A heavy collision at the Maules Creek mine in the Gunnedah Basin last year has been blamed on unclear communication to crews about road changes.
In April 2018, a 100-tonne service truck at the Whitehaven Coal mine collided with a 500-tonne dump truck at a mine intersection, leaving one worker with serious injuries.
The NSW Resources Regulator investigated the incident and identified that the intersection ‘stop’ signs had been relocated the day before the incident.
This signage change had not been communicated to all workers.
“The investigation revealed that both truck drivers believed they had the right of way before the collision,” Orr said.
“The injured worker suffered back, shoulder and wrist injuries, which were serious enough for him to be transported by helicopter to hospital, where he received medical treatment.”
The haul truck driver, who understood he had right of way, entered the intersection when the service truck suddenly appeared at the last minute to his left.
The service truck driver, too, believed he had right of way as he was unaware of the change to the stop signs.

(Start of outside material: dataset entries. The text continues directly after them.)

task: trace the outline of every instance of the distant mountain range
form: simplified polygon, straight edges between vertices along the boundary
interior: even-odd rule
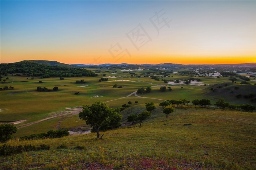
[[[182,65],[180,64],[175,64],[172,63],[163,63],[158,64],[128,64],[127,63],[121,63],[121,64],[113,64],[113,63],[106,63],[103,64],[99,64],[98,65],[94,65],[93,64],[67,64],[64,63],[61,63],[56,61],[49,61],[47,60],[26,60],[26,61],[30,61],[33,62],[40,63],[41,64],[44,64],[47,65],[51,66],[61,66],[66,67],[104,67],[109,66],[138,66],[138,67],[152,67],[155,68],[157,67],[193,67],[193,66],[204,66],[207,67],[225,67],[226,66],[229,67],[256,67],[256,63],[244,63],[241,64],[191,64],[191,65]]]

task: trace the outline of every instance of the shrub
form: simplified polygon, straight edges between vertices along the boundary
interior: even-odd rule
[[[12,124],[0,124],[0,142],[5,142],[12,138],[12,135],[17,132],[17,129]]]
[[[68,147],[65,144],[61,144],[57,146],[57,149],[68,149]]]

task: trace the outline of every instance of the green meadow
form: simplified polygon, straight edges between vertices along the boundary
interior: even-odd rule
[[[202,77],[200,77],[200,84],[172,85],[161,80],[131,77],[129,73],[118,70],[101,71],[96,77],[65,78],[63,80],[59,77],[37,77],[31,80],[9,75],[4,83],[5,77],[3,78],[1,87],[14,88],[0,91],[0,121],[26,120],[14,124],[18,128],[17,132],[14,139],[7,144],[36,146],[44,144],[50,146],[50,149],[1,156],[0,169],[255,169],[255,112],[203,108],[191,104],[194,99],[206,98],[210,99],[214,106],[218,98],[223,97],[230,104],[255,105],[249,99],[236,97],[238,94],[256,91],[255,81],[250,81],[251,85],[242,85],[240,80],[234,83],[228,78]],[[106,77],[108,81],[99,81]],[[190,78],[171,74],[170,77],[163,78],[169,81]],[[75,83],[82,79],[84,84]],[[39,83],[39,81],[43,83]],[[115,84],[122,88],[113,88]],[[172,90],[160,92],[162,86],[170,86]],[[52,90],[57,86],[59,90],[39,92],[37,91],[38,86]],[[148,86],[151,87],[151,92],[137,94],[138,96],[132,93],[139,88]],[[238,89],[235,88],[238,86]],[[212,88],[214,92],[210,90]],[[75,94],[78,92],[79,94]],[[190,101],[189,104],[175,108],[168,118],[158,106],[163,100],[184,98]],[[50,130],[90,129],[84,121],[79,119],[78,114],[83,105],[90,105],[97,101],[114,108],[132,102],[131,107],[120,112],[122,127],[101,132],[104,134],[102,140],[96,140],[96,134],[90,133],[61,138],[19,141],[18,137]],[[127,122],[129,115],[145,111],[145,104],[151,102],[157,108],[141,128],[136,123]],[[191,125],[184,125],[187,124]],[[66,148],[59,148],[61,145]]]
[[[5,82],[2,81],[0,84],[1,87],[7,86],[14,88],[0,92],[1,98],[0,109],[2,109],[0,111],[0,121],[26,120],[15,125],[19,130],[15,136],[19,137],[53,129],[84,128],[83,123],[78,120],[77,115],[62,115],[69,109],[81,107],[83,105],[90,105],[97,101],[106,102],[110,107],[115,108],[124,104],[127,104],[129,101],[133,104],[138,101],[139,104],[153,101],[158,104],[163,100],[184,98],[191,101],[191,103],[196,98],[209,99],[214,104],[219,98],[224,97],[226,101],[230,103],[241,104],[251,102],[248,99],[237,99],[236,95],[238,94],[248,94],[249,92],[256,91],[256,86],[253,85],[255,82],[251,82],[252,85],[241,85],[239,83],[242,80],[238,80],[237,83],[235,84],[231,82],[228,78],[224,77],[197,77],[201,80],[202,81],[199,82],[200,83],[199,84],[171,85],[164,83],[161,81],[161,78],[157,81],[150,78],[132,77],[129,72],[118,70],[100,70],[101,73],[97,77],[67,77],[63,80],[59,77],[41,78],[36,77],[31,80],[29,77],[8,75],[9,79],[6,80]],[[139,75],[143,72],[145,70],[137,71],[136,74]],[[103,76],[104,74],[106,76]],[[108,81],[99,81],[101,78],[105,77],[108,77]],[[190,78],[191,77],[188,76],[171,74],[169,77],[163,78],[169,81]],[[85,83],[76,83],[76,80],[82,79],[84,80]],[[43,83],[39,83],[39,81]],[[113,86],[115,84],[123,88],[114,88]],[[161,92],[159,90],[161,86],[170,86],[172,90],[169,91],[167,89],[165,92]],[[222,88],[218,88],[220,86]],[[37,88],[38,86],[45,87],[52,90],[48,92],[38,92]],[[234,89],[235,87],[238,86],[239,89]],[[58,87],[59,90],[53,90],[54,86]],[[139,88],[148,86],[151,87],[151,93],[137,94],[139,97],[132,94],[125,97],[136,91]],[[212,87],[215,89],[214,92],[209,90]],[[78,92],[79,94],[75,94],[75,93]],[[255,105],[252,103],[253,104]],[[54,117],[33,124],[52,117]],[[70,121],[66,121],[66,119]],[[26,126],[30,123],[32,124]]]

A Maules Creek mine supervisor has reportedly informed the drill and blast crew about the signage change at the intersection. He was, however, interrupted by a call upon intending to contact the maintenance crew.
Following the incident, Whitehaven Coal improved its pre-start presentation and implemented a process which requires an engineering review to be conduction when changes to intersections are proposed.
The Caterpillar 773D service truck was used to transport diesel and refuel mobile and fixed plant at Maules Creek, while the Hitachi EH 5000 haul truck was used to haul coal and overburden.